The British were happy enough to crack the whip (particularly since the governor was away in Britain). So the Hosay processions were banned from entering towns. But there were a lot of aggrieved party-goers, Shi’ite and otherwise. In 1884 30,000 marchers turned out. The St James Hosay procession went off peacefully enough without confrontation; but the procession at San Fernando was blocked by troops, who fired on the crowd, killing more than a dozen marchers in what became known as the Hosay Massacre. The number tells us a lot: there were many more marchers (by a multiple of ten or fifteen) than Shi’ites in Trinidad and Tobago. But the Sunni proponents of ‘Indian Islam’ had won, for the time being at least, and went on pontificating pugnaciously.
Hosay was never quite the same again in the colonial period. It recovered to some extent with impending Independence, Hosay processions proliferating beyond St James and Cedros to many other sites. But as a correspondent with a Trinidadian newspaper put it in 1994, “the tradition of the Shi’ites, which our forefathers brought from India, remains alive but in a very weakened state.” In the words of another writer, “Islam in Trinidad lost a potent, popular strain of Islamic discourse which had already shown its world-view in colonial Trinidad by accepting Afro-Trinidadians into the fraternities charged with practising the esoterics of Muharram.”
It was a petty island squabble over who was to define Islam, and like all such struggles generated much heat and little light.

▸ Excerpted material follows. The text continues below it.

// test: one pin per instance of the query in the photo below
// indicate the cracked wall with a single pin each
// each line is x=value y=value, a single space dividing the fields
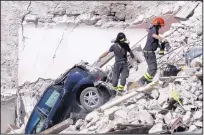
x=50 y=52
x=47 y=14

The Sunni ‘Indians’ marched onwards snapping at the boundaries of their island Islam against the heterodox and the black-skinned. Ahmadis were their targets through the middle years of the twentieth century, and later the Black Muslims of the Mucurapo Road commune, the Jamaat al-Muslimun, which rose to prominence with its abortive but bloody coup attempt of 1990. Today the practice of Hosay seems to flourish, but it is opposed by the puritans of the old Sunni establishment (“idol-worship”) and Iranian-influenced Shi’ites who see it as a perversion of the real Ashura business of long faces and self-mortification. Having myself watched the climactic Karbala procession of Ashura in Iraq some years ago, there’s no doubt in my mind that I prefer the middle road.
I had meant to write about the 1990 coup, but have run myself quite out of time, distracted both by the delightful story that I started with, and then by the less delightful, but intriguing, events behind it. And it does sound like a fine party.